For me, work with visual-material methods provides an ideal practice through which to work on these things. Through trial, error and study, I have come to see some of what they offer (their ‘affordances’). Here are some themes:

• Visual-material ‘things’ can be artefacts; more than decoration, they can be used as tools to act on us and be used by us to achieve things.

• Visual-material artefacts can have a permanence that is useful in many ways. They act as ‘place markers’, helping us to remember, relate and deal with complexity.

• Visual-material things can bring diverse sets of ‘things’ into a single space in the way that the conventional linear structure of narrative cannot. We appreciate new things and ask new questions when we encounter such collections or assemblages.

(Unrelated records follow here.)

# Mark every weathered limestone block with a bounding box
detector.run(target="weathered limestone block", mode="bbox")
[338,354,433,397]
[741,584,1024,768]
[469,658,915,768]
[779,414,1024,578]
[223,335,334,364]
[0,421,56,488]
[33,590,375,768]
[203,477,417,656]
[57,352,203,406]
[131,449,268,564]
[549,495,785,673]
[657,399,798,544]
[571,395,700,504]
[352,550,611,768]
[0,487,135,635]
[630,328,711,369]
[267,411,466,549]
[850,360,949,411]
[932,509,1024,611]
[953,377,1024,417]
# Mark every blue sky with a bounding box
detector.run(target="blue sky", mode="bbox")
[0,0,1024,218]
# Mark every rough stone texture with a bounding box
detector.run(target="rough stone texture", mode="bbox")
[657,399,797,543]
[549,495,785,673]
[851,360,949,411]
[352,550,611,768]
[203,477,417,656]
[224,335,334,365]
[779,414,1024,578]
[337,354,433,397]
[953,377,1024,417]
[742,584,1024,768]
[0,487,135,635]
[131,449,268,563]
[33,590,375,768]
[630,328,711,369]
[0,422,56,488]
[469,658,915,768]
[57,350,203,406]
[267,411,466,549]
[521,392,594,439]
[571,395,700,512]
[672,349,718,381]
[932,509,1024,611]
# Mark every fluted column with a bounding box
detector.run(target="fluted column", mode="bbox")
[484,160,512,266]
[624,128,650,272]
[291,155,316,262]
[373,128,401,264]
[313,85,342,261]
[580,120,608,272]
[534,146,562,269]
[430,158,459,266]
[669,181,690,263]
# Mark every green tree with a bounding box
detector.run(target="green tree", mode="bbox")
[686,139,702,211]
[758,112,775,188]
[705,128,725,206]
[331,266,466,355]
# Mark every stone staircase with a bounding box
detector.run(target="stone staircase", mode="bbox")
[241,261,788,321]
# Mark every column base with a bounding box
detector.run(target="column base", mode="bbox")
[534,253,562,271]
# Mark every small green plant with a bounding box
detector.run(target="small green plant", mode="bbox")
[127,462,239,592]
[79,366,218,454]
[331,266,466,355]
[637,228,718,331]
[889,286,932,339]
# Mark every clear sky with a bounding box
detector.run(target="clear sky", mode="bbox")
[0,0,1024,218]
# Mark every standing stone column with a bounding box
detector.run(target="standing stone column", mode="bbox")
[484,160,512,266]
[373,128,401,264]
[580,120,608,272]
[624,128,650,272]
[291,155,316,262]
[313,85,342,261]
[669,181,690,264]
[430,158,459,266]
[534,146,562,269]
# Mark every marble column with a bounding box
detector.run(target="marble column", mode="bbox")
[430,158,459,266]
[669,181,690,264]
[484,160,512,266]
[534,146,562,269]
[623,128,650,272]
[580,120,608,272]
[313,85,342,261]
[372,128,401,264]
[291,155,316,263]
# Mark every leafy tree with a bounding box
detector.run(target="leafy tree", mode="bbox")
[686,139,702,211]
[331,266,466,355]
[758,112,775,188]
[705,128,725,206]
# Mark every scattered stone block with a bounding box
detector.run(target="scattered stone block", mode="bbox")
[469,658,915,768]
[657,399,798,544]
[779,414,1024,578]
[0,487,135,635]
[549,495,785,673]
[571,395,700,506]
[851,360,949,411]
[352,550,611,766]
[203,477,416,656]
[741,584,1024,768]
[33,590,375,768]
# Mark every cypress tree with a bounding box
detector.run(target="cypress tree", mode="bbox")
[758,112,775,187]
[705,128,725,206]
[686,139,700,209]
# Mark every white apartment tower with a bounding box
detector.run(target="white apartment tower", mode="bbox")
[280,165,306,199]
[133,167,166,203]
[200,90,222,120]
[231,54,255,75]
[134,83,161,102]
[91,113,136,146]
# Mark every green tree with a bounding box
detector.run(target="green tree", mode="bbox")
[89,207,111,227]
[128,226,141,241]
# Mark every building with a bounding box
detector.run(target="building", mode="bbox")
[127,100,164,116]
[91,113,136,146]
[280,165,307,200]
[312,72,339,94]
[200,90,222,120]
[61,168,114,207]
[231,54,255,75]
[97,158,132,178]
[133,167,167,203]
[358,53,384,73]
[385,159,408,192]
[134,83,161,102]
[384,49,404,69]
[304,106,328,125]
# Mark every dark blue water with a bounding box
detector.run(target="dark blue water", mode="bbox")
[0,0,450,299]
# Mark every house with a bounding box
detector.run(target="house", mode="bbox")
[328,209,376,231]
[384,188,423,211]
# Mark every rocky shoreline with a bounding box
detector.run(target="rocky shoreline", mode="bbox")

Given my previous list, these big themes need to be embodied by methods that feel simple, empower and recognise expertise in participants, are inclusive and hit the right balance between totally prescriptive templates for activity and scary ‘blank sheet of paper’ high stakes activities. There is no easy way round ticking these boxes: I refine, talk and reflect a lot with partners in the process of development.

Nurturing the right conditions for innovation in local authority led activity

Most of my work on innovative tools (visual-material methods, in my case) happens well before the actual implementation. This is bad news for those who want to rush to the methods, and skip constructing an understanding and readiness for new approaches. In my context - the high stakes world of safeguarding, supporting and educating children and young people, this must be handled with thought. Changing "how we do things" is a universally tricky challenge, and in my work, local authority partnerships can operate outside of formal terms of reference, organisational commitments, budgets and roles. Making things work as they are now seems hard enough, with limited resources, never mind going through the pain of change. Making a practical case for change is needed, alongside the development of new tools that embody new approaches.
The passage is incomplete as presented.